An additional 2.3 million borrowers had less than 5 percent equity, referred to as near-negative equity, in the first quarter.

"In the first quarter of 2012, rebounding home prices, a healthier balance of real estate supply and demand, and a slowing share of distressed sales activity helped to reduce the negative equity share," said Mark Fleming, CoreLogic’s chief economist. "This is a meaningful improvement that is driven by quickly improving outlooks in some of the hardest hit markets. While the overall stagnating economic recovery will likely slow housing market recovery in the second half of this year, reducing the number of underwater households is an important step toward reducing future mortgage default risk."

 _ Sandra Baker

 

 

 

 

03/15/2012

Protestors want more help to homeowners

About 20 demonstrators in downtown Fort Worth today called for the federal government to take more action to help struggling homeowners, such as reducing mortgages when a home’s value has fallen below the loan balance. The noontime event, at Burnett Park along Seventh Street, lasted less than an hour.

Kit Jones, an organizer for the Fort Worth office of the national MoveOn political group, said “it’s far past time that government-controlled mortgage lenders Fannie Mae and Freddie Mac provide some needed relief. Those two organizations, which were taken over by the federal government in 2008 during the financial crisis, purchase a majority of the new U.S. home loans.
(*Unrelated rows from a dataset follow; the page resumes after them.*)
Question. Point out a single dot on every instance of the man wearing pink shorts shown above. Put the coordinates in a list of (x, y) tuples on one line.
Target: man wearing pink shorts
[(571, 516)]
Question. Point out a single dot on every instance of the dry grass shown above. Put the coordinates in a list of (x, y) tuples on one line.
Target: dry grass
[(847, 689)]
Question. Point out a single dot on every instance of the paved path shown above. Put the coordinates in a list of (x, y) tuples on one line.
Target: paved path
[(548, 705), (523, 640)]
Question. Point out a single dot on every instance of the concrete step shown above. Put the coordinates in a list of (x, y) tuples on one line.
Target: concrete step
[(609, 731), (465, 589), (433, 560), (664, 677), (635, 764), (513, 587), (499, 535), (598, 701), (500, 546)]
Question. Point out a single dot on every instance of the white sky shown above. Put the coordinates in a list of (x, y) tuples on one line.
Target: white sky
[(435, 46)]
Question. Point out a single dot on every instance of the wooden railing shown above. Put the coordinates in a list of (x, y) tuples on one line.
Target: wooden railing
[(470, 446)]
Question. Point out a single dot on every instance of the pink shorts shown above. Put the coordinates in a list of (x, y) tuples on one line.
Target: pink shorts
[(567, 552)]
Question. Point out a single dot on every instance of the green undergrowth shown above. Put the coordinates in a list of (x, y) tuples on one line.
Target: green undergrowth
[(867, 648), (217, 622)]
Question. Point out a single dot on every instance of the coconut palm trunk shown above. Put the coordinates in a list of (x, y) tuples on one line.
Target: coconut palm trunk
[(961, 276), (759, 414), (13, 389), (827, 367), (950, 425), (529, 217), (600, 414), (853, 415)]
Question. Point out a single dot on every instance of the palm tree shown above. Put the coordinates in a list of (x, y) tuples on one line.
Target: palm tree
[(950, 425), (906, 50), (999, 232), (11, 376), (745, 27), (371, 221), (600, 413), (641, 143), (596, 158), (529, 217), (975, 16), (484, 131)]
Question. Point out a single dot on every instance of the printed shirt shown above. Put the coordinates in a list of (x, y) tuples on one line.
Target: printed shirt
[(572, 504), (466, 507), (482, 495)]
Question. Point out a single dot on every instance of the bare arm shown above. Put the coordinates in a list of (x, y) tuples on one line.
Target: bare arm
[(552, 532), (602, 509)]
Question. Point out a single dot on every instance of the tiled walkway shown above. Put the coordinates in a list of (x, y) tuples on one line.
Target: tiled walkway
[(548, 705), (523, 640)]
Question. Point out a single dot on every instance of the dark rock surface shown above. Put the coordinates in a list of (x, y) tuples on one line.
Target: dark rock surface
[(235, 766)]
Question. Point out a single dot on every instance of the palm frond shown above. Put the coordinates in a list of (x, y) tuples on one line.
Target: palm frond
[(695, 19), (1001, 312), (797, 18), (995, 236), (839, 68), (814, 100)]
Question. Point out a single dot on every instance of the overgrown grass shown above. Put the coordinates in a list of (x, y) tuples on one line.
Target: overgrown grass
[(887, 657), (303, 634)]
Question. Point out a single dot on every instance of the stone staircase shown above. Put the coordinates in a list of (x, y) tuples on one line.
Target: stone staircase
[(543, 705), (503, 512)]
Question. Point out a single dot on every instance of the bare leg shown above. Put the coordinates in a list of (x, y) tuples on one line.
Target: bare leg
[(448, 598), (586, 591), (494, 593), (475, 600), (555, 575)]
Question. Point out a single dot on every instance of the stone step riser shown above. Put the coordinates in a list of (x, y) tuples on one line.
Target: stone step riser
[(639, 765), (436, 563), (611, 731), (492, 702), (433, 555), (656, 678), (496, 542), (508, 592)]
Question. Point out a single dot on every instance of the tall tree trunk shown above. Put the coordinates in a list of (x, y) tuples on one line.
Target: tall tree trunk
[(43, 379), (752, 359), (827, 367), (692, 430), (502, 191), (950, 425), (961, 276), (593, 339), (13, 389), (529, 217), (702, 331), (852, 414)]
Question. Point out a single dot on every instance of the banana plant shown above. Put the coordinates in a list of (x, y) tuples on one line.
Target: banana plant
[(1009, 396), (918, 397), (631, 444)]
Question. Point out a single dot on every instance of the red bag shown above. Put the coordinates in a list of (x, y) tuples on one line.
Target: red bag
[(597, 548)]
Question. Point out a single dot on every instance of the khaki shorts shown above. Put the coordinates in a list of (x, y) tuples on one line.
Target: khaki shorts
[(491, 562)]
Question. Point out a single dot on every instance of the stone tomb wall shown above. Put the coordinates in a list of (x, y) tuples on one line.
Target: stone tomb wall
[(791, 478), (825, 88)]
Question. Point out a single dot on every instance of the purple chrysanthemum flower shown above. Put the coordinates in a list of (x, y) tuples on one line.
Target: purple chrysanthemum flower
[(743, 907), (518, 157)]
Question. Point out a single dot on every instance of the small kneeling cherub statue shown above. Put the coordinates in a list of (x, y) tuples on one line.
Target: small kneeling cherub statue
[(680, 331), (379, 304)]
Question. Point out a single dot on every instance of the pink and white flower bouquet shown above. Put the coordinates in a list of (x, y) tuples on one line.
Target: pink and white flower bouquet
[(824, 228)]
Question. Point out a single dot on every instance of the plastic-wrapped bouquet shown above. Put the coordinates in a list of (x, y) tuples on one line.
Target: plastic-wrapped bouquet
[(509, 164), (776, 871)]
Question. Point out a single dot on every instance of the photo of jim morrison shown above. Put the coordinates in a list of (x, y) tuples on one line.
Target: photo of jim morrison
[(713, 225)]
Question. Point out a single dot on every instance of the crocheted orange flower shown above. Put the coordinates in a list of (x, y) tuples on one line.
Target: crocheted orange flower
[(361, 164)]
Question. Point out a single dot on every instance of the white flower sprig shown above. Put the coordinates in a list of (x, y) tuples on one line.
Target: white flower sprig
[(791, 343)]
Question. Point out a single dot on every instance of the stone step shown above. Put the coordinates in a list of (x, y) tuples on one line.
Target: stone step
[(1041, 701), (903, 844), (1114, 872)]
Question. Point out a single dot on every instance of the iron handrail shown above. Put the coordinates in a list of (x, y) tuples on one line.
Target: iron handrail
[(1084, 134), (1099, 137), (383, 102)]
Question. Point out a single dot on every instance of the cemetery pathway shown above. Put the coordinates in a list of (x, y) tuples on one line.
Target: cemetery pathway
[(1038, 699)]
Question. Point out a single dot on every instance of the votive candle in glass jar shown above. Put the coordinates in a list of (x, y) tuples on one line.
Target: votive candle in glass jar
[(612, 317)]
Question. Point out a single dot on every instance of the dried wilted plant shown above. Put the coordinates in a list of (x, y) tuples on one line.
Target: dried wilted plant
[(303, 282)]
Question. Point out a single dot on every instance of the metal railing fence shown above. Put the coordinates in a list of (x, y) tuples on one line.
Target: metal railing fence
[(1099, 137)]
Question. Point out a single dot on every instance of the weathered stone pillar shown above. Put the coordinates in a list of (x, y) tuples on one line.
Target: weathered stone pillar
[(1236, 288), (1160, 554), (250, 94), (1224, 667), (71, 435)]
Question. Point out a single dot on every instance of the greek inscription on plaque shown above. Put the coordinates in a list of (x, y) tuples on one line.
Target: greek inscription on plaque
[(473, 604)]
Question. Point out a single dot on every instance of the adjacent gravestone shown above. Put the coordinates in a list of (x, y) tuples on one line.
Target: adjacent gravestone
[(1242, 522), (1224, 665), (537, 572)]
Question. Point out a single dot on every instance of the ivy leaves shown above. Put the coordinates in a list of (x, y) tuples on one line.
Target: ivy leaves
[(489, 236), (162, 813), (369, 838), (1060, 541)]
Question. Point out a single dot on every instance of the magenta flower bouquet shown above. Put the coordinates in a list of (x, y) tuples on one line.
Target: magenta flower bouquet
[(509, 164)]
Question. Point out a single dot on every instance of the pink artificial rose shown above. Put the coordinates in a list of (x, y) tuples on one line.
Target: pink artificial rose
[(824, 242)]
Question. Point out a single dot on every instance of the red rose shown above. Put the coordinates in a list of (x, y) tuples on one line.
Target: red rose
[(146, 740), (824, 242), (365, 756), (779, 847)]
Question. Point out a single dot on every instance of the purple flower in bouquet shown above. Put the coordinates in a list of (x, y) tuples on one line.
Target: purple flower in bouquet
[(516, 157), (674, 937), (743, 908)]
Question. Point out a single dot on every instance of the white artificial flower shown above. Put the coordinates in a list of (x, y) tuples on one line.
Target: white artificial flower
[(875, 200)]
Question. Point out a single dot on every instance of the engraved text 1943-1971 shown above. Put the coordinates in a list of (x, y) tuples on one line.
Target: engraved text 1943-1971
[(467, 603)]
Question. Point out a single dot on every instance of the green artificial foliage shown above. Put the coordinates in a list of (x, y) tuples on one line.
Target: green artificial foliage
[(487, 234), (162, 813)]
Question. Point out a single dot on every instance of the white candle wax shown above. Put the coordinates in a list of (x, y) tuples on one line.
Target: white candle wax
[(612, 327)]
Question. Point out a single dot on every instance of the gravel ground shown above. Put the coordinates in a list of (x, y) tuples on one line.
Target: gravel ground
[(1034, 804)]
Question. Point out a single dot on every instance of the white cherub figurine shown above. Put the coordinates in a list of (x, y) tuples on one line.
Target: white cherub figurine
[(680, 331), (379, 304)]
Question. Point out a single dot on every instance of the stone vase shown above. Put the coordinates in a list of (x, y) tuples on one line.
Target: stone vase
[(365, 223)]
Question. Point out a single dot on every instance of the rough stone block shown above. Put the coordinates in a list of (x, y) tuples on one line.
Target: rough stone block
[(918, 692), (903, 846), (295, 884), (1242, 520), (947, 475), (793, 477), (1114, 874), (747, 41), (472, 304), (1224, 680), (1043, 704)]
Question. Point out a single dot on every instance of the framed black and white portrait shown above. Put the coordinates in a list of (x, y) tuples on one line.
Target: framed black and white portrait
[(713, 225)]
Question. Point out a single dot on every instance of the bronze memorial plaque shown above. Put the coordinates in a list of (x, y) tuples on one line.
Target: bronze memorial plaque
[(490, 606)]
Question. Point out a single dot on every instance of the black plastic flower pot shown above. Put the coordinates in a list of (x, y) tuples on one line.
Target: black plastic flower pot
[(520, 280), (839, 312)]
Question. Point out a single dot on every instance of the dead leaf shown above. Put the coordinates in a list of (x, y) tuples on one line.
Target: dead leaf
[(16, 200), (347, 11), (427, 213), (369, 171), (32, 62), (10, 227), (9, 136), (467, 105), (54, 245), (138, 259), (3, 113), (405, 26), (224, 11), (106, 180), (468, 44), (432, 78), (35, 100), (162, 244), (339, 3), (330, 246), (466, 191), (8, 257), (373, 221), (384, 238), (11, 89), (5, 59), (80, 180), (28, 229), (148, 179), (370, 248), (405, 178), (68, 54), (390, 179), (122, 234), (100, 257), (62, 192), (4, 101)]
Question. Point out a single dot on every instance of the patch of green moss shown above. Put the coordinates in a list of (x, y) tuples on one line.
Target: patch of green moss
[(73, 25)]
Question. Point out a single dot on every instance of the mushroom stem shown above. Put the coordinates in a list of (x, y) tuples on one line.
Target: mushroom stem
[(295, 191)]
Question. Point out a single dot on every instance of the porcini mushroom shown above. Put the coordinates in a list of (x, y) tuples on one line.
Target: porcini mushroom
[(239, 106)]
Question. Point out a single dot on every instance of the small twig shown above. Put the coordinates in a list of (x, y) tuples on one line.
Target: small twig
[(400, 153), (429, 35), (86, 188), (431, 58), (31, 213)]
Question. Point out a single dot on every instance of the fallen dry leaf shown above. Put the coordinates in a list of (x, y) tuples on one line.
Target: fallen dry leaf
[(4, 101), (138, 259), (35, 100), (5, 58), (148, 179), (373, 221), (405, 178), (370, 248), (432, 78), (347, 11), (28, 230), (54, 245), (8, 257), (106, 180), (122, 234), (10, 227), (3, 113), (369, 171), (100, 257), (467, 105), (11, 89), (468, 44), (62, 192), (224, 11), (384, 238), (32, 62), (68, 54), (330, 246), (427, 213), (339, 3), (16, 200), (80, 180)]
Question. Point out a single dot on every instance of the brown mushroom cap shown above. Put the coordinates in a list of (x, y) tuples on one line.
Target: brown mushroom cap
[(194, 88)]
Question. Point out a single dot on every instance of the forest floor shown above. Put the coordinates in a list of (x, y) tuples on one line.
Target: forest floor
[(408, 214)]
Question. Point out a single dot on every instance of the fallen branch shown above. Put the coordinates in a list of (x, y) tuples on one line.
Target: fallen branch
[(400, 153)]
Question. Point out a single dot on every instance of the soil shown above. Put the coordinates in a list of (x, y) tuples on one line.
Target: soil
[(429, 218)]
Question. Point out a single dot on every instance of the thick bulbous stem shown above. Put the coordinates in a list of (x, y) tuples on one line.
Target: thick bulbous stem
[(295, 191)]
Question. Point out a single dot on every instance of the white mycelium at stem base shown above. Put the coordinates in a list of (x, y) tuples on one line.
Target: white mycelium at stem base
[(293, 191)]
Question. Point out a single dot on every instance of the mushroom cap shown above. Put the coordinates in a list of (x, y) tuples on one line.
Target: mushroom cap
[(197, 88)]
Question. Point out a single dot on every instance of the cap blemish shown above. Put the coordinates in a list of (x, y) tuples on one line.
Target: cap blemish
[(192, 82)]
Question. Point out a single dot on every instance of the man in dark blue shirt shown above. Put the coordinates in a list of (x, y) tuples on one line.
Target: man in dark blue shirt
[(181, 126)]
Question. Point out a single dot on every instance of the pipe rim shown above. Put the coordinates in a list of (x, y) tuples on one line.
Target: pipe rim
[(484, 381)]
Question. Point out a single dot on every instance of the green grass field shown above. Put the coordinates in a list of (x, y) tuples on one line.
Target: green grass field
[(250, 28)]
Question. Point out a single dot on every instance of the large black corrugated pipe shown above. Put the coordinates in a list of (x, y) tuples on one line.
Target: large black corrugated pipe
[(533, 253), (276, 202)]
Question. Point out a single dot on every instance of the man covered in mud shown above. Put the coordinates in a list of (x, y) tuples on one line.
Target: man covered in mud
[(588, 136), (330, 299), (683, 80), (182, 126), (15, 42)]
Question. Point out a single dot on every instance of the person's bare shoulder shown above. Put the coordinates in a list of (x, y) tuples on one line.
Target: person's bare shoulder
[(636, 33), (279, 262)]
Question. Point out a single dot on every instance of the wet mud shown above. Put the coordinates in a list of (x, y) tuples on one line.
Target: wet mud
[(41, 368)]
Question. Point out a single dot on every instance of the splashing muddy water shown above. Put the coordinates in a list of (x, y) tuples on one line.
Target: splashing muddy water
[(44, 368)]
Jones said her group also is calling for the replacement of Edward DeMarco as acting director of the Federal Housing Finance Agency. Democrats have called for the Obama administration to appoint a director who will accept the government’s incentives aimed at encouraging lenders to reduce loan balances for some homeowners. DeMarco, whose agency regulates Fannie Mae and Freddie Mac, has resisted, noting recently that three out of four borrowers whose loans are held by the organizations are making payments on time. He has suggested that lowering monthly payments could be more effective.

-- Jim Fuquay

 

02/01/2012

Fort Worth area home sales fall in fourth quarter, sales statewide remain flat

Sales of single-family homes throughout Tarrant County were up in the fourth quarter, but the median prices slipped, according to Wednesday's Texas Quarterly Housing Report of the Texas Association of Realtors.

In Arlington, 845 homes were sold between October and December, a 2.4 percent increase from the same three-month period in 2010. But, the median price fell 0.15 percent to $128,000 from $128,200, the report said.

Sales were down nearly 24 percent in the quarter from the third quarter of 2011.

The numbers were much the same in Fort Worth. According to the report, 1,823 homes were sold in the fourth quarter, a 2.5 percent increase from 1,778 homes sold in the same quarter a year ago. The median price in Fort Worth dropped 3.6 percent to $109,700, from $113,800 in the fourth quarter of 2010.

Sales were down 18 percent in the quarter from the third quarter of 2011.

Sales climbed 12 percent in Northeast Tarrant County to 1,466 homes sold, up from 1,309 homes in the fourth quarter of 2010. The median price in the fourth quarter was $169,900, up 1.9 percent from the fourth quarter of 2010.

Sales were down 22.5 percent in the quarter from the third quarter of 2011.

Statewide, for the period of October through December, 46,764 homes were sold, 6 percent more than the same quarter in 2010. The median price for Texas homes during the quarter was $148,100, which was unchanged.

"It’s encouraging to see continued stability in the Texas real estate market heading into 2012," said Joe Stewart, chairman of the Texas Association of Realtors. "With increasing sales, stable prices and low mortgage interest rates, this report is more evidence that, in Texas, things are different and better."

Jim Gaines, an economist with the Real Estate Center at Texas A&M University, said sales and median price were flat when compared to 2010.

"Texans should know that ‘flat’ is the new ‘up’ because our state still outpaces national averages by 8 to 10 percent in both sales volume and median price."